Auch andere junge Menschen aus dem Stamm, die sich zunächst für eine Laufbahn in der Privatwirtschaft entschieden hatten, engagieren sich heute bei PASAKK. Zum Teil haben sie dafür sogar ihre vorherigen Jobs aufgegeben. Sie widmen sich voll und ganz der Arbeit für die Gemeinschaft und übernehmen zum Beispiel Verwaltungsaufgaben oder das finanzielle Management von PASAKK. Schließlich ist es viel Arbeit, eine so breit aufgestellte gemeinnützige Organisation am Laufen zu halten.
Diese PASAKK-Nachwuchskräfte treibt weder der Wunsch nach einer steile Karriere an noch das geringfügige Honorar, das die Organisation zahlen kann und das manchmal sogar noch aufgeteilt wird, damit auch alle Freiwilligen einen Anteil erhalten. Vielmehr geht es ihnen um den Respekt und die Beziehungen, die durch ihr freiwilliges Engagement entstanden sind und die sie sorgfältig pflegen. Die junge Generation hat erkannt, dass PASAKK ein Ort ist, wo sie Mitglieder einer Gemeinschaft gedeihen würden.

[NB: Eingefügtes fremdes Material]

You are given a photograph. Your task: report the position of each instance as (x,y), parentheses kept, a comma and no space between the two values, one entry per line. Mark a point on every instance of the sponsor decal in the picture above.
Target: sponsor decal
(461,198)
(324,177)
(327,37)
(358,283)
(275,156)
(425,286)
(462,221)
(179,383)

forumZFD unterstützt indigene Bevölkerung
Das forumZFD unterstützt mit seinem Leadership-Empowerment-Projekt (zu Deutsch etwa: „Führungskräfte stärken“) seine Partnerorganisationen in der Region Agusan del Sur dabei, Konflikte innerhalb der Organisationen und in ihrem Umfeld friedlich zu lösen und zu transformieren. Ein Schwerpunkt liegt dabei auf den traditionellen Formen, mit denen in indigenen Gemeinschaften Wissen weitergegeben wird. forumZFD ermutigt PASAKK, die Teilhabe junger Menschen zu stärken und ihnen zum Beispiel zu ermöglichen, als Beobachter*innen an allen Aktivitäten der Erwachsenen teilzunehmen. Mit Unterstützung des forumZFD hat PASAKK vereinbart, dass künftig zu jedem Treffen und zu jeder Mediation ein bis zwei Jugendliche aus den betroffenen Gemeinden eingeladen werden sollen, um die Gespräche zu beobachten und ihre Perspektiven einzubringen. Die Jugendlichen unterstützen die Gesprächsführung und wirken an der Dokumentation und Planung mit.
Die PASAKK-Jugendlichen unterstützen nicht nur die erwachsenen Führungskräfte, sondern führen auch ihre eigenen Aktivitäten durch. Dafür haben sie ihre eigene Jugendorganisation innerhalb von PASAKK gegründet: „Kabataan Pagmata Alang sa Kahiusahan ug Kalambuan“ (KPAKK), was in etwa bedeutet „Jugend wach auf für Zusammenhalt und Entwicklung“. KPAKK organisiert zum Beispiel Sommercamps und andere Veranstaltungen, um die Jugendlichen in Dingen zu unterrichten, die an den staatlichen Schulen kaum behandelt werden, wie etwa Kinderrechte, Rechte des geistigen Eigentums, indigene Traditionen oder Engagement für die Gemeinschaft.
Indigene Selbstverwaltung stärken
Durch die Aktivitäten der KPAKK entsteht ein Verständnis bei den Jugendlichen für Machtstrukturen innerhalb ihrer Gemeinschaften und anderen Faktoren, die eine effektive Vertretung indigener Interessen und Bedürfnisse im Kontext jahrzehntelanger Marginalisierung und Diskriminierung behindern. Die Stärkung der Führungsfähigkeit indigener Jugendlicher trägt nicht nur zu inklusiveren Organisationsstrukturen innerhalb von PASAKK bei, sondern stärkt auch die indigene Selbstverwaltung insgesamt.
Generationenunterschiede und Geschlechterrollen sollten keine Gründe für Ausgrenzung sein. Während die ältere Generation über viel Weisheit und eine genaue Kenntnis der Traditionen und des Gewohnheitsrechts verfügt, bringen die jüngeren Menschen ihre Energie, ihr Potenziale und ihr Kenntnisse neuer Technologien mit. Ein Beispiel: Gerade weil digitale Kommunikation für junge Menschen eine Selbstverständlichkeit ist, war es ihnen besonders wichtig, während der Corona-Pandemie mit dem forumZFD und anderen Organisationen in Kontakt zu bleiben. Die virtuelle Kommunikation ermöglichte es PASAKK, sich weiterhin mit externen Partner*innen auszutauschen und auf dem Laufenden zu bleiben.
All dies zusammen ergibt das Bild einer dynamischen Organisation, die aus der Vergangenheit lernt, die Gegenwart zusammenführt und sich auf die Zukunft vorbereitet.